Trade conflict ripples through emerging markets

13th July 2018
Resources Rising Stars

Emerging markets could become collateral damage in an escalating trade conflict where the U.S. is squaring off against China and Europe (report The Wall Street Journal).

The first tariffs levied by the U.S. and China went into effect Friday, but worries over the trade spat have already rippled through a broad range of emerging markets, hurting prices for stocks, bonds and currencies from Indonesia to Brazil.

Export-dependent Asian economies may be especially vulnerable, and major stock markets in the region have tumbled in recent weeks. A significant portion of U.S.-bound exports from countries like Malaysia, South Korea and Thailand pass through China, thanks to its central role in the global supply chain.
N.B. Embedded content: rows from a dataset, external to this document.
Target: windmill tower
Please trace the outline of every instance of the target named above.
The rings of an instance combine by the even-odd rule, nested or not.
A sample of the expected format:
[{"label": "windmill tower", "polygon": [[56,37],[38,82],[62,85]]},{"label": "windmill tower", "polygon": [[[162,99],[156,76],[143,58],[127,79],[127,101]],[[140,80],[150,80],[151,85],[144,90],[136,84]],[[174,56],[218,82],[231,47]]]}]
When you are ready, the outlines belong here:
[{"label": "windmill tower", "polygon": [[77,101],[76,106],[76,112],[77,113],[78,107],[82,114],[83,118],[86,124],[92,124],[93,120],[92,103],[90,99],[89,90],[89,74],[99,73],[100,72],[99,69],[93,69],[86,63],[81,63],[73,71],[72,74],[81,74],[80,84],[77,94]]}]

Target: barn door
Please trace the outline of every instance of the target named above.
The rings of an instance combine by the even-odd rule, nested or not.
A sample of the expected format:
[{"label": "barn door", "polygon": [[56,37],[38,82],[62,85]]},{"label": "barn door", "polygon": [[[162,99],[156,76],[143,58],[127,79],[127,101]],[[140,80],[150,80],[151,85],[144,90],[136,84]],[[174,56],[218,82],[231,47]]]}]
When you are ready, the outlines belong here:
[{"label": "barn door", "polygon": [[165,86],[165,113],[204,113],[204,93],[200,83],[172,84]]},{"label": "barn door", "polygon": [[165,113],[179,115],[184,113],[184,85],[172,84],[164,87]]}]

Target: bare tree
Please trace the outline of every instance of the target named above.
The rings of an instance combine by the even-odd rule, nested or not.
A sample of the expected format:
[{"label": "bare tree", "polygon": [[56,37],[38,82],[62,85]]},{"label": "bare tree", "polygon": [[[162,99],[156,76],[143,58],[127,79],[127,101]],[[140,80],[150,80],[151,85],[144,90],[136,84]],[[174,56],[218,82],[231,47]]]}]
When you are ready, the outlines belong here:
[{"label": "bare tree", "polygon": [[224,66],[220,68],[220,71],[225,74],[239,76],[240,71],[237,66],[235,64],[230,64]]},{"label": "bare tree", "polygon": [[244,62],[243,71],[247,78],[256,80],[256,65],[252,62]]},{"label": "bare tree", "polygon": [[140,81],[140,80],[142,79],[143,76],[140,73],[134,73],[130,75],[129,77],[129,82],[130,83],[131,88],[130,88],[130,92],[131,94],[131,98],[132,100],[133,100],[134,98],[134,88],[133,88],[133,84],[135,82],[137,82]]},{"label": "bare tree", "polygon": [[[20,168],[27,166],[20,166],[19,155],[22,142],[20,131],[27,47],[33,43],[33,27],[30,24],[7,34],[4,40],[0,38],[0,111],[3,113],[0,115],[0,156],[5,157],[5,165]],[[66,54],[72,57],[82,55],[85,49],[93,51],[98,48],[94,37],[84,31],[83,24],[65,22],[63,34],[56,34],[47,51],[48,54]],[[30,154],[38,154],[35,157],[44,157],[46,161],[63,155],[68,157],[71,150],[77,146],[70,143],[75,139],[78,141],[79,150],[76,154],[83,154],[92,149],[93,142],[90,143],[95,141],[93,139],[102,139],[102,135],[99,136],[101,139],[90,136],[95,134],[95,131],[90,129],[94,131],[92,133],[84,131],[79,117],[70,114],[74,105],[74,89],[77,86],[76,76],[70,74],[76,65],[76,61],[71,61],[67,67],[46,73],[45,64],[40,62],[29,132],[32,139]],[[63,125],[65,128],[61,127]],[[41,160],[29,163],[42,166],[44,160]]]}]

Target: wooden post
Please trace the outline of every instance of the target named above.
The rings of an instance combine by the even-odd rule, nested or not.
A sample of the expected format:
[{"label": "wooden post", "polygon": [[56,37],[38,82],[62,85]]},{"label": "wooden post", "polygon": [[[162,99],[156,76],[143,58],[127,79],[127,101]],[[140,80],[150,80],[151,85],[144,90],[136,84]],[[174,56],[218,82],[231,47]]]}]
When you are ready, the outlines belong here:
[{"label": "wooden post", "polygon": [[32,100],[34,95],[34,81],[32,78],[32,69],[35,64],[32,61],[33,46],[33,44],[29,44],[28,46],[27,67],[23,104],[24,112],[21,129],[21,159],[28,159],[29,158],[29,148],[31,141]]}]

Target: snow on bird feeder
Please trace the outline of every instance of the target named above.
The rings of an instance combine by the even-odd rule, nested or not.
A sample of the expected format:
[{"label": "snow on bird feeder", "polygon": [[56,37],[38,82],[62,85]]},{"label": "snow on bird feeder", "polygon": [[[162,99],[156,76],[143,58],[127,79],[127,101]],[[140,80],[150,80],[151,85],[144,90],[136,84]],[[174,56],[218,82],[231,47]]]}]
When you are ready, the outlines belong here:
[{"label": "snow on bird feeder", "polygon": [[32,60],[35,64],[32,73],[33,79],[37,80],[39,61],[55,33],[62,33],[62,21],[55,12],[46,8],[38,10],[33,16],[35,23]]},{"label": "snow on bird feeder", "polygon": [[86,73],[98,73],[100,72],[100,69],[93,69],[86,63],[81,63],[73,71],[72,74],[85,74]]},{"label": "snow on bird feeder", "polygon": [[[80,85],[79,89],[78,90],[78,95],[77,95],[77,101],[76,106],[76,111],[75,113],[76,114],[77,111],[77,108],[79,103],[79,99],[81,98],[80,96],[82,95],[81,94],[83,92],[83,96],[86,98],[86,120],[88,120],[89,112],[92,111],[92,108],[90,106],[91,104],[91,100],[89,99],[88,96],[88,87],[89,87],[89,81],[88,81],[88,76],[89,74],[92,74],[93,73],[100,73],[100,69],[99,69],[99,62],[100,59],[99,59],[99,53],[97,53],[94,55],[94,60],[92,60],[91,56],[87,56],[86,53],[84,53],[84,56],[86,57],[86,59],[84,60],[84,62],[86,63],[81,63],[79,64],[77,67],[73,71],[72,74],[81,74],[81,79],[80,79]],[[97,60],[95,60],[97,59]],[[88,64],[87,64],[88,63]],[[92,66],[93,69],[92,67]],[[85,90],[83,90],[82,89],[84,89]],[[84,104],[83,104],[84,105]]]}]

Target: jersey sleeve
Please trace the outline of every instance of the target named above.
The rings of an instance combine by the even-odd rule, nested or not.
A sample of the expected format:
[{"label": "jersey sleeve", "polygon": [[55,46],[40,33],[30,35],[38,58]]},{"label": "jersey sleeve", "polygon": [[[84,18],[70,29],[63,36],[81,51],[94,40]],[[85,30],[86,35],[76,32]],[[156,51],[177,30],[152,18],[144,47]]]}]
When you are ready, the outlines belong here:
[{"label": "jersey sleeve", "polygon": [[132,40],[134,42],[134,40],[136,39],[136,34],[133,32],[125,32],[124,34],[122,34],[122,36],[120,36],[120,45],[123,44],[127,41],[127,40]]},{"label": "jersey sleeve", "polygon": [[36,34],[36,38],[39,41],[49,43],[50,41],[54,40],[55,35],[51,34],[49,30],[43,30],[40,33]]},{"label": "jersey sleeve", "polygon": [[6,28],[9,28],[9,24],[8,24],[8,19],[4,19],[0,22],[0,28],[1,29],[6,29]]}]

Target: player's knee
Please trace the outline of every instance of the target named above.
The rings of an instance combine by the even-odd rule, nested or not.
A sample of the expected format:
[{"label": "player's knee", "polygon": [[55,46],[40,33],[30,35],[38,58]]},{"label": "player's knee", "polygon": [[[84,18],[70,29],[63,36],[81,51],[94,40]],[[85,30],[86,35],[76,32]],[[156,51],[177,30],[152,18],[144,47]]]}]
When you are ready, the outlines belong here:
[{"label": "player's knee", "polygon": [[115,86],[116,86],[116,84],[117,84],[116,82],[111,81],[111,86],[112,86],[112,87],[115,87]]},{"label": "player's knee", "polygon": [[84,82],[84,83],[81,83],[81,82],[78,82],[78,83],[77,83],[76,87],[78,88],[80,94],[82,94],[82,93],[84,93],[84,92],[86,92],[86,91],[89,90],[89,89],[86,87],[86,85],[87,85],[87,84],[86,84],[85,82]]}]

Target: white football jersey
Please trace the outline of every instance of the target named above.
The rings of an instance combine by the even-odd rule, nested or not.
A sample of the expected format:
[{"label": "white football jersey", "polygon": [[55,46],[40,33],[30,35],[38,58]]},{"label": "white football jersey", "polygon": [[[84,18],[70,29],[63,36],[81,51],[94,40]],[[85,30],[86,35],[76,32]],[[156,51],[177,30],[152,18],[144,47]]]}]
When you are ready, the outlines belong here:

Investors also believe the trade conflict is slowing a revival in global growth, stoking worries over demand for raw materials and hurting the economies of commodity exporters. Weaker copper prices have weighed on exporters like Chile, dragging the country’s peso down 2.9% since June 1.

It’s not all bad news. The trade conflict may benefit some Asian companies and industries, especially if duties on U.S. products lift demands for local substitutes. For example, U.S. soybean tariffs could spur demand for palm oil products from Malaysia and Indonesia. Recent trade data showed China importing fewer U.S. soybeans and more from Brazil even before the tariffs took effect.